Findings from the Student Academic Experience Survey 2014 commissioned by the Higher Education Academy and the Higher Education Policy Institute show that while full-time undergraduate students in UK universities have high levels of satisfaction - 86% are fairly or very satisfied with their course – wellbeing among some students is lower than in the general population.
While the majority of the 15,046 students surveyed said that they are happy, satisfied with their lives and feel that the things they do in life are worthwhile, comparison with national surveys suggests that they have lower levels of wellbeing than the general population. When asked to plot ‘how happy did you feel yesterday’ on a scale between 0 (not at all) and 10 (completely), 72% of the general population chose between 7 and 10 compared with only 62% of full-time students.
The survey also shows that the benefits of smaller class sizes are clearly recognised by students: 89% of students felt they gained ‘a lot’ or ‘quite a bit’ educationally when attending sessions with no other students, with similar levels of positivity for tutorial-sized classes of up to 15 students in which interactive learning is most feasible. This supports findings by Professor Graham Gibbs in research commissioned by the HEA (Dimensions of Quality, 2010) that class size is a key indicator of quality.
Professor Stephanie Marshall, Chief Executive of the Higher Education Academy, said:
“The sector has much to be proud of here in terms of student satisfaction, but it is essential that we work together to address the less positive findings from this report. Student engagement is key and support at all levels is vital.
“It is interesting to note that some students – a third of those surveyed – say that one of the reasons that their expectations were not met is because they have not put in enough effort themselves. We should respond with equal honesty: we all have a responsibility to help students to achieve their goals and we can do this through involving them as much as possible in their learning and teaching – from the design of courses, to supporting independent learning, to exploring different teaching techniques. We also need to support those who teach them through encouraging professional development.
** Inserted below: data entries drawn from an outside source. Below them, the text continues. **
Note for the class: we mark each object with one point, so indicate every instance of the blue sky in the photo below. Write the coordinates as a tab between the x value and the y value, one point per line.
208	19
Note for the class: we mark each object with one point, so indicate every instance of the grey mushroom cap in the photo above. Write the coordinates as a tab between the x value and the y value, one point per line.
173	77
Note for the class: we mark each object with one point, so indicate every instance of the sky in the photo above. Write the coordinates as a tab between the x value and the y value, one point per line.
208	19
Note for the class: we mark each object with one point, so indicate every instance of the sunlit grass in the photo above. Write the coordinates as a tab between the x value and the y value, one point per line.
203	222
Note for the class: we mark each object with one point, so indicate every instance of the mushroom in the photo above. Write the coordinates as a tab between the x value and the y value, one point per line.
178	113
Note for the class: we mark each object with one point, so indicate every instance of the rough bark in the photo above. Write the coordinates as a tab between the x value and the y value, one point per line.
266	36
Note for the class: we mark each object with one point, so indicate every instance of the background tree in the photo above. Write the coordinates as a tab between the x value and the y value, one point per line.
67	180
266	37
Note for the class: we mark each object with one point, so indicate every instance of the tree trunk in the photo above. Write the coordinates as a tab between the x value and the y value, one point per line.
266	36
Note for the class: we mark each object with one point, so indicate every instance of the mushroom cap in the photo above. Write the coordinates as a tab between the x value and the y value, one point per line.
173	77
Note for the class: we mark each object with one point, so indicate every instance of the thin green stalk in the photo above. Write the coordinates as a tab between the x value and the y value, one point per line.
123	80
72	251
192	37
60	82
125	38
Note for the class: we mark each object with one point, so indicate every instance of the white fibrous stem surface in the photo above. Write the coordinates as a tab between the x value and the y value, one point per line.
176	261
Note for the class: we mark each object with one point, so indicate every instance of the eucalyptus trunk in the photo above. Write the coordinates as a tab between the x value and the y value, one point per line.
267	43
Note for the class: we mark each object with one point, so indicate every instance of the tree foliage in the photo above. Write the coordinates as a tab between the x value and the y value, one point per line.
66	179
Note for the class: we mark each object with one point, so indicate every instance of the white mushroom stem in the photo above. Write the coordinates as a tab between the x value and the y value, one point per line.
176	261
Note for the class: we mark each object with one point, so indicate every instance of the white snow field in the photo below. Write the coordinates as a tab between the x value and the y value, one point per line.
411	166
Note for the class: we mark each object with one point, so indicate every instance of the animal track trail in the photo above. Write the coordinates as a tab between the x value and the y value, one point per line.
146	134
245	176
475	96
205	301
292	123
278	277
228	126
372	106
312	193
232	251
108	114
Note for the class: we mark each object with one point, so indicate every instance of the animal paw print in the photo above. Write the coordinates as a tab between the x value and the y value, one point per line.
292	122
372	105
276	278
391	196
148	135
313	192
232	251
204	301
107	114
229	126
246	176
“The new questions on wellbeing provide us with a fuller picture of the student experience. Again, a mixed picture emerges with the majority of students saying they are happy but analysis showing that some are less happy than the general population. Higher education should be challenging for students but not daunting. Peer networks and mentoring programmes may help, but further research into levels of wellbeing and its relationship with engagement, success and retention is needed.”
Nick Hillman, the Director of the Higher Education Policy Institute, said:
“This survey poses vital questions for universities, students and Government. It shows the workload of undergraduates fluctuates across institutions, students are less carefree than previously thought and politicians should promote better information on university life.
“Student satisfaction remains high, which should be celebrated. But over the years, HEPI has built up a consistent picture of some students at British universities working less hard than the guidelines suggest. Higher education is a partnership between institutions and students. There is an onus on both parties to ensure the experience is as rewarding as possible but only sometimes is that happening. The survey also provides the first ever proper assessment of the wellbeing of students. It is troubling that, on average, students have a less good quality of life than others.
“The data suggest growing differences across the UK. Students in Scotland generally think they are getting good value for money. Meanwhile, students in England are paying much more but receiving only a little more. In England, one-in-three students say they are getting poor value for money – nearly twice as high as before the £9,000 fees were introduced.
“In this election year, students should press all the political parties to say what they will do to encourage universities to offer world-class teaching alongside their world-class research.”
Notes for Editors
1. The Higher Education Policy Institute/ Higher Education Academy Student Academic Experience Survey 2014 was undertaken by YouthSight between 24 February and 26 March 2014. The sample consisted of 15,046 full-time undergraduates. The results have been weighted to ensure they are representative.